La bromadiolone est une substance très toxique, même à faibles doses, qui provoque chez les mammifères et les oiseaux des hémorragies mortelles.

L'ECHA (Agence européenne des produits chimiques, organisme officiel européen chargé d'évaluer les risques associés aux substances chimiques) a classé la bromadiolone comme suit :

Icone rouge  toxicité aiguë : mortelle par ingestion, contact cutané ou inhalation

Icone rouge   toxicité chronique : risque avéré d'effets graves sur la coagulation en cas d'exposition répétée

Icone rouge   toxicité environnementale : très toxique pour les organismes aquatiques avec effets persistants à long-terme.

Difficile de faire pire !
Et pas étonnant que les campagnes de lutte chimique avec la bromadiolone s'accompagnent d'une mortalité importante chez les rapaces et les mammifères.

Ce qui est plus surprenant en revanche, c'est qu'une substance potentiellement aussi dangereuse ne soit pas interdite.

L'interdiction de la bromadiolone a pourtant été maintes fois annoncée ... puis reportée devant la pression des lobbies agricoles et chimiques.
Finalement, en 2014, un compromis a été trouvé avec un arrêté règlementant l'utilisation de la bromadiolone dans la lutte contre les campagnols.

Cet arrêté encadre les modalités d'utilisation des appâts empoisonnés à la bromadiolone et rappelle que la lutte chimique ne peut être autorisée qu'en complément de mesures agro-environnementales, et notamment une optimisation de la régulation naturelle par les prédateurs.

Malheureusement, les services préfectoraux montrent peu de zèle pour faire appliquer la règlementation si bien que, sur le terrain, la mise en oeuvre des mesures agro-environementales reste le plus souvent un voeu pieux.

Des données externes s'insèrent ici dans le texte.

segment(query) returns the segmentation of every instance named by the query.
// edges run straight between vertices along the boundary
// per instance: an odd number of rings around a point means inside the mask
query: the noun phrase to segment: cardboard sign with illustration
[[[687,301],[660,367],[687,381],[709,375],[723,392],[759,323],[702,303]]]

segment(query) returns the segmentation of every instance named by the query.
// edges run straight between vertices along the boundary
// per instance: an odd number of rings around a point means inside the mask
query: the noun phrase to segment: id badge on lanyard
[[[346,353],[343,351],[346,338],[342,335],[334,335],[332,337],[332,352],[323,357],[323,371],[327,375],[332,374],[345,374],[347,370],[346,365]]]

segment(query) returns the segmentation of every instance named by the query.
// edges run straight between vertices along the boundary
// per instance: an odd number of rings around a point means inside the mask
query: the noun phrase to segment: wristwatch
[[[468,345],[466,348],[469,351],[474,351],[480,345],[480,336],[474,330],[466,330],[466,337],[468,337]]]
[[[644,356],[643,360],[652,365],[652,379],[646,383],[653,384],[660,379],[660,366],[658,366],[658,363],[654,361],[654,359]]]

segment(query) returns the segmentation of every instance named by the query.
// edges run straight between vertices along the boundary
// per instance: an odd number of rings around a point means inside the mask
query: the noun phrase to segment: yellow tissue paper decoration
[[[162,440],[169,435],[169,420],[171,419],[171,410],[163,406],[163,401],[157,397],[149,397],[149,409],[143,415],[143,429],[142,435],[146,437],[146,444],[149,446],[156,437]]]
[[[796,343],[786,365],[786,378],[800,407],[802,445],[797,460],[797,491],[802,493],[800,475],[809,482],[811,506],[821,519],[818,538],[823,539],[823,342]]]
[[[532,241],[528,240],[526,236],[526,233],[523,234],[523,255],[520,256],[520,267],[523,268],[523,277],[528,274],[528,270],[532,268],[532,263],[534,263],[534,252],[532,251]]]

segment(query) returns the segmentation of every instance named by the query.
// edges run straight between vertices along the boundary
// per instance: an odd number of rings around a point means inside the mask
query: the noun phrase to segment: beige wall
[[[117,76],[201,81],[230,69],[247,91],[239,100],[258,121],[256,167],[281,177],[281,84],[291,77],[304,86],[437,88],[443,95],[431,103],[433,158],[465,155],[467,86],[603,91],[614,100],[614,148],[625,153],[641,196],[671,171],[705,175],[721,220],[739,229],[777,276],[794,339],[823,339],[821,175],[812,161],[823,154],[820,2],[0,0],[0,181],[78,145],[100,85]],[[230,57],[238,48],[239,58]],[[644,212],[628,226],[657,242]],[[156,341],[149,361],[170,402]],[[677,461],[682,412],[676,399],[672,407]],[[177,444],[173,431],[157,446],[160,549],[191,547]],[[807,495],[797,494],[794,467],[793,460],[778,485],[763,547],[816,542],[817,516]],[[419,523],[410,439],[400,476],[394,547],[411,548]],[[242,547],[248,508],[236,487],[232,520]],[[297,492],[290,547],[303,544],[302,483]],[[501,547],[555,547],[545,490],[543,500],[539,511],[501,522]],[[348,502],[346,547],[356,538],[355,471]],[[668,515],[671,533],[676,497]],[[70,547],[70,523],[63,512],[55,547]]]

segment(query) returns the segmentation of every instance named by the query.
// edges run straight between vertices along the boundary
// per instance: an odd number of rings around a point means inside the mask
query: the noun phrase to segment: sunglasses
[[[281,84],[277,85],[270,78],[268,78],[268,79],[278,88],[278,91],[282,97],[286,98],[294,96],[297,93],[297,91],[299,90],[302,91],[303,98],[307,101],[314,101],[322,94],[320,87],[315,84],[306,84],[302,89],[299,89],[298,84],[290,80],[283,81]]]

En particulier, les renards, pourtant gros consommateurs de campagnols, continuent à être persécutés avec acharnement sur les communes mêmes où des campagnes de lutte chimique sont menées.

Force est donc de constater que les pouvoirs publics préfèrent acheter la paix avec les lobbies des chasseurs et des agriculteurs plutôt que de veiller à la qualité de notre environnement.
C'est donc aux citoyens de se mobiliser, avec les associations de protection de la nature, pour exiger que ce scandale cesse et que la bromadiolone soit interdite, ou au minimum que l'arrêté de 2014 soit correctement appliqué.